> These guys are helping you of their own free will and in their own time.
> They don't deserve this blast of anger. They could always blacklist you;
> that would certainly save bandwidth. Instead, Michael ignored the anger
> and answered the question.
>
True. But not only them I'm also helping a lot of people at my own
free will, and at my own free time and help like "and this has what to
do with ...[put here filed of interest]..." is WORSE thing you can
answer. Much better would be "sorry xinetd doesn't work for that, try
another thing" - almost same number of letters to type, but much more:
- respect
- information
- treating other people like... human beings and not just as anoying
noobs (we're all noobs from some point of view unfortunatelly)

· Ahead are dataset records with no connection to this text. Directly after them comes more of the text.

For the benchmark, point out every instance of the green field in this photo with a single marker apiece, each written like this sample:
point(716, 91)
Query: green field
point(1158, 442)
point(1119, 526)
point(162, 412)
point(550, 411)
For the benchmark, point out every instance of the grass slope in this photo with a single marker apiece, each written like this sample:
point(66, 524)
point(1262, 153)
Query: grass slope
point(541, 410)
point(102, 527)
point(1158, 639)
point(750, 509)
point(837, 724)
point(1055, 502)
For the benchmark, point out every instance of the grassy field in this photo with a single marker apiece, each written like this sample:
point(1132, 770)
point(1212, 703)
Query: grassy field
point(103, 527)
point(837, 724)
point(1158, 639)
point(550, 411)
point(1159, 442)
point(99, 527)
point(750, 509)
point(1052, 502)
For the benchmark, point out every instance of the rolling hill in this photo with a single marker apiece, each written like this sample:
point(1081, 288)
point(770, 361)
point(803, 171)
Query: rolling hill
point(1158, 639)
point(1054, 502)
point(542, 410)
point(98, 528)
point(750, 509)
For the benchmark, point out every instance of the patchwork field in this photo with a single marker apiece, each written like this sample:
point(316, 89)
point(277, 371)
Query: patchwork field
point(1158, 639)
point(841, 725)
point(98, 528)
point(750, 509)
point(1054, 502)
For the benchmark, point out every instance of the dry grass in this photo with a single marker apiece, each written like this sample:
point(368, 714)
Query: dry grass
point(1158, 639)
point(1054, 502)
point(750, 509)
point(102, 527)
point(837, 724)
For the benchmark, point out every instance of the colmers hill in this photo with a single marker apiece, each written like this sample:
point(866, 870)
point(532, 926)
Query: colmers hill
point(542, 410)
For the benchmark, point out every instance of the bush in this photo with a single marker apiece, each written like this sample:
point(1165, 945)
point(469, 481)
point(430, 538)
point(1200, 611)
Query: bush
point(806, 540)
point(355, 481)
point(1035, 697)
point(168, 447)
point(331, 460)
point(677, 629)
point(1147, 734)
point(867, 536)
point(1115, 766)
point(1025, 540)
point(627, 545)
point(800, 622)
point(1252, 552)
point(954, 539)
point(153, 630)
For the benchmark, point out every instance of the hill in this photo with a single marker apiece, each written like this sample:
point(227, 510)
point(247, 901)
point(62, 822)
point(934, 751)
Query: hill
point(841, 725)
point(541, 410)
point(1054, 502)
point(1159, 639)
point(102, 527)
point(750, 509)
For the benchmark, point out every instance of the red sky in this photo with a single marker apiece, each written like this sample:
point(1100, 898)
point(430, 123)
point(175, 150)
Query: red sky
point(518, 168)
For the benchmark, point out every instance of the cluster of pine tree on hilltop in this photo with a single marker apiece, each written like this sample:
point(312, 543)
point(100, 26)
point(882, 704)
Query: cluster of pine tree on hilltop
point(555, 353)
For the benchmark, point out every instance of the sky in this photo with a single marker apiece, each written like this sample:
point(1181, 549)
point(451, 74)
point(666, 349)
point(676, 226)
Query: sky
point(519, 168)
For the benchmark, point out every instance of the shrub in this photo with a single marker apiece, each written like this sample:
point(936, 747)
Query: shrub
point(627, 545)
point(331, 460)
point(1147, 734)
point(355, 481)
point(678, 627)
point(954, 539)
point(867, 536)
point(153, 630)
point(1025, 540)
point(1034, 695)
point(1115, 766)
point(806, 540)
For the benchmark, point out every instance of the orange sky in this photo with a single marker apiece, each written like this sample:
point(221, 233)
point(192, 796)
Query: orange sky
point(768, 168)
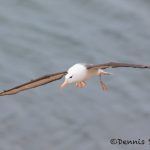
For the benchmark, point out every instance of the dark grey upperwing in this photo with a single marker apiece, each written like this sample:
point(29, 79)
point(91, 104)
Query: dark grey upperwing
point(116, 65)
point(34, 83)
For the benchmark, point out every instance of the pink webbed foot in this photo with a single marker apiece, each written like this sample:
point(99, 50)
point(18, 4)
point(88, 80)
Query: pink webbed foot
point(81, 84)
point(103, 85)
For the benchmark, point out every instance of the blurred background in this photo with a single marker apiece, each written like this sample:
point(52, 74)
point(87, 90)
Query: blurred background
point(39, 37)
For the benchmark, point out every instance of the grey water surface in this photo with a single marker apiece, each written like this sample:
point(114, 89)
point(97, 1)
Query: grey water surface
point(39, 37)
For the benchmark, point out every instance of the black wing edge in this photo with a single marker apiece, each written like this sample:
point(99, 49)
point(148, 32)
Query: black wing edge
point(116, 65)
point(34, 83)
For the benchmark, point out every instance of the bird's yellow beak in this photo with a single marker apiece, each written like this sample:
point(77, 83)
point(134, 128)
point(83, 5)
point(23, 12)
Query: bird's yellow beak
point(64, 84)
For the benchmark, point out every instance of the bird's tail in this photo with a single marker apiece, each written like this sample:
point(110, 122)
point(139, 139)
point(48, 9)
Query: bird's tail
point(102, 72)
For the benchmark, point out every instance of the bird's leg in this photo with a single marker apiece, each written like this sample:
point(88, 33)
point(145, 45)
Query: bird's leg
point(81, 84)
point(103, 85)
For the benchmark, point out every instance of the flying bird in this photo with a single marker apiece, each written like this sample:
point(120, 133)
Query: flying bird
point(78, 74)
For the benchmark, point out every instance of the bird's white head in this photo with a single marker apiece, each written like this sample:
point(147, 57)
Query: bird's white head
point(74, 74)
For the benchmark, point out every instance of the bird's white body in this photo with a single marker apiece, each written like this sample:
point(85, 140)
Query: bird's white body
point(79, 73)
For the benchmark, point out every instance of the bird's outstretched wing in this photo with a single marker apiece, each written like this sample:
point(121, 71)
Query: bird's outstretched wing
point(34, 83)
point(116, 65)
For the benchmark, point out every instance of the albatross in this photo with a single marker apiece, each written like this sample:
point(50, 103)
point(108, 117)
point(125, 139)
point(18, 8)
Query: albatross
point(78, 74)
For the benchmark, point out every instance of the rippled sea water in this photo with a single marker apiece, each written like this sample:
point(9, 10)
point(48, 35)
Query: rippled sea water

> It isn't so much a question of their not helping. You are trying to make
> xinetd do something that it can't do, and asking them to help you do
> it. "The impossible takes a little longer..." Just saying "xinetd comes
> with Linux so it must be the tool" isn't exactly scientific.
>
True. Again - I'm not 3-months linux newbie - I'm using Gentoo like 3
years as my main OS at home computer. But it doesn't mean that I'm pro
in networking field.
> If you had shown that you had the background, you would not have needed to
> tell us you are a programmer. If this is outside your area of expertise, I
> have a more positive suggestion: adopt a newbie approach. Take a look athttp://www.catb.org/~esr/faqs/smart-questions.html. If you had given more
> information to start with, the replies could have been more helpful
> immediately. Personally, I can't help ... iptables sets up a firewall,
> and there are many GUI programs for Linux that will help you with that.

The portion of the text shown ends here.